Le responsable du Bureau of Labor Statistics, entité statistique aux Etats-Unis, a récemment fait la une des journaux pour sa mise à pied. La raison de son licenciement tient à la publication du nombre de créations d’emploi aux Etats-Unis pour le mois de juillet 2025. Non pas que le chiffre de juillet ait été spécialement mauvais, mais il a été accompagné d’une sévère révision à la baisse des deux mois qui l’ont précédé. L’ampleur de la révision a été telle que le marché de l’emploi américain est passé de créateur d’emploi à destructeur d’emplois sur la période s’étalant de mai à juin 2025. L’administration a décidé de s’en prendre au messager, mais c’est vraisemblablement une façon hâtive de traiter le problème. Le mystère tient au fait que si les créations d’emplois pointent vers une détérioration du marché de l’emploi, un chiffre concurrent et calculé de façon indépendante – le taux de chômage – n’as pas sonné le même signal d’alarme au cours des précédents mois. Pourtant, les deux chiffres tentent de mesurer la même réalité: la santé du marché de l’emploi. Il se trouve que l’écart entre la dynamique de ces deux statistiques reflète des différences de méthodologie de calcul. A ce point du cycle, ces différences de méthodes sont en fait incroyablement informatives au sujet de la situation réelle de l’emploi américain – avec son lot de conséquences en termes de croissance future, d’inflation et de politique monétaire. Alors le marché de l’emploi US: la banane ou la grimace?
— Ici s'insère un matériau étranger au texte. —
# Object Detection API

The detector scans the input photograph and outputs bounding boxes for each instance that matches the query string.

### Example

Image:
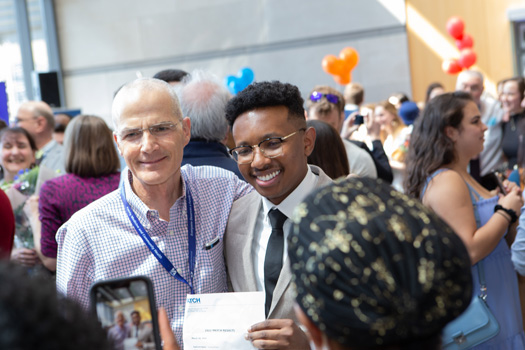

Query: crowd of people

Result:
[0,66,525,349]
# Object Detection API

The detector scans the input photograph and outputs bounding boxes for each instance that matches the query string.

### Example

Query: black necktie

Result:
[264,209,287,317]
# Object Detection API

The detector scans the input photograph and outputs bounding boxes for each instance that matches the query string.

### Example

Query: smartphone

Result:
[494,171,507,196]
[90,276,162,350]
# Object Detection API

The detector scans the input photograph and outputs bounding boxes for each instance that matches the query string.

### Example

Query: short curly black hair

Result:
[226,80,306,126]
[0,262,111,350]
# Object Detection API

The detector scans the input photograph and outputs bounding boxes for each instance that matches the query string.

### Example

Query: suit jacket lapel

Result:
[266,165,332,315]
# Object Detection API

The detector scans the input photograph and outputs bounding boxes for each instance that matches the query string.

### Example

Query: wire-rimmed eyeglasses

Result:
[230,128,306,164]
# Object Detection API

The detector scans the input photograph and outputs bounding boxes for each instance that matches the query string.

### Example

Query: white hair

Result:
[175,70,231,142]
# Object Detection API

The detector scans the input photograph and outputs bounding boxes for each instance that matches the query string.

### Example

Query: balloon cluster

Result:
[441,16,476,74]
[322,47,359,85]
[224,67,254,95]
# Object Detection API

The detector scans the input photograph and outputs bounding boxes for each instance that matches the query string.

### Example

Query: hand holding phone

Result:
[90,276,162,350]
[354,114,365,125]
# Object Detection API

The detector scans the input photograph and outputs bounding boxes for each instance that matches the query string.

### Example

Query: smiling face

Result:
[500,80,523,115]
[232,106,315,204]
[374,106,396,129]
[115,89,190,191]
[0,132,35,181]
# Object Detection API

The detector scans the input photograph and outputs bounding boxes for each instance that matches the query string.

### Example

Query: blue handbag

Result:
[441,261,499,350]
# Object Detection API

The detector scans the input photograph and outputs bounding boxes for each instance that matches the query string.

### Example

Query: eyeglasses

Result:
[230,128,306,164]
[117,121,181,143]
[310,91,339,105]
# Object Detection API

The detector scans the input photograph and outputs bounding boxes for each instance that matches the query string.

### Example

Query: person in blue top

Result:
[404,92,525,350]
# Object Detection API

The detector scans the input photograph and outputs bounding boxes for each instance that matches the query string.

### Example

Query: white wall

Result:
[55,0,410,128]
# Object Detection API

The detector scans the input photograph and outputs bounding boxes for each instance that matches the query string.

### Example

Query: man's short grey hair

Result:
[456,69,483,90]
[111,78,182,131]
[174,70,231,142]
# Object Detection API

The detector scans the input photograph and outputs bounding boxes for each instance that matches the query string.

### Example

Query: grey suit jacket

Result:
[224,165,332,321]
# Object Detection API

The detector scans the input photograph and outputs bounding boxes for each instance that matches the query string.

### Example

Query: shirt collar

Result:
[263,167,319,218]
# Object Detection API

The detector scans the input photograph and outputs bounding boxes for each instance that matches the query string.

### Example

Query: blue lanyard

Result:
[120,184,196,294]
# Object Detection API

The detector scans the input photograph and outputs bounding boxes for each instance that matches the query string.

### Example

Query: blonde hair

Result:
[64,115,120,177]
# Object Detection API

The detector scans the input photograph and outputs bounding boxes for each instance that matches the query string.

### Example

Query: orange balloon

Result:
[339,47,359,70]
[334,72,352,85]
[322,55,344,75]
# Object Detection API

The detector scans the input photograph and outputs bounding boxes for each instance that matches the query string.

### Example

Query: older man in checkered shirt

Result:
[57,79,252,343]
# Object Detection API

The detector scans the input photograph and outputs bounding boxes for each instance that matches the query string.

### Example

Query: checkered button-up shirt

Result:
[56,165,253,343]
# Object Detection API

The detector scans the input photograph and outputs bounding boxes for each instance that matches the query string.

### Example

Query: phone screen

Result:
[91,277,161,350]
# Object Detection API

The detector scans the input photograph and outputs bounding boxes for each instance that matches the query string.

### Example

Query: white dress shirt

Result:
[252,167,319,291]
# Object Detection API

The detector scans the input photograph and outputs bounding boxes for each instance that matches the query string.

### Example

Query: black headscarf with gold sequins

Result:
[288,178,472,348]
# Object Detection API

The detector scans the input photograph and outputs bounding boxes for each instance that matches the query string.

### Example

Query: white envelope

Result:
[183,292,265,350]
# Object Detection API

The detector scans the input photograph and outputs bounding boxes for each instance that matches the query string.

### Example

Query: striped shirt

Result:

Household vs. Establishment survey
On mesure aux Etats-Unis la santé du marché de l’emploi de deux façons différentes, au travers de deux enquêtes distinctes:
- L’Establishment Survey (ou « rapport sur les salaires non agricoles ») interroge quelques 131,000 entreprises au sujet du nombre de personnes qu’elles emploient, et somme leurs réponses.
- Le Household Survey (ou « enquête auprès des ménages ») interroge directement un groupe de 60,000 foyers, leur demandant si ils ont un travail au moment du sondage.
Même objectif donc, mais des résultats qui peuvent être très différents. Quatre différences principales les distinguent: (1) les travailleurs ayant de multiples emplois seront comptés plusieurs fois par l’Establishment mais une seule fois par le Household survey. (2) Les travailleurs non déclarés seront absent de l’Establishment mais présents dans l’Household survey. (3) L’establishment survey peut donner lieu à des révisions significatives, les plus petites entreprises pouvant répondre avec retard au sondage, notamment en périodes de creux de cycle. (4) Un fort afflux de main d’œuvre étrangère déclarée gonflera l’Establishment davantage que l’Household survey, du fait de la plus faible rotation du «cheptel» de sondés dans cette enquête.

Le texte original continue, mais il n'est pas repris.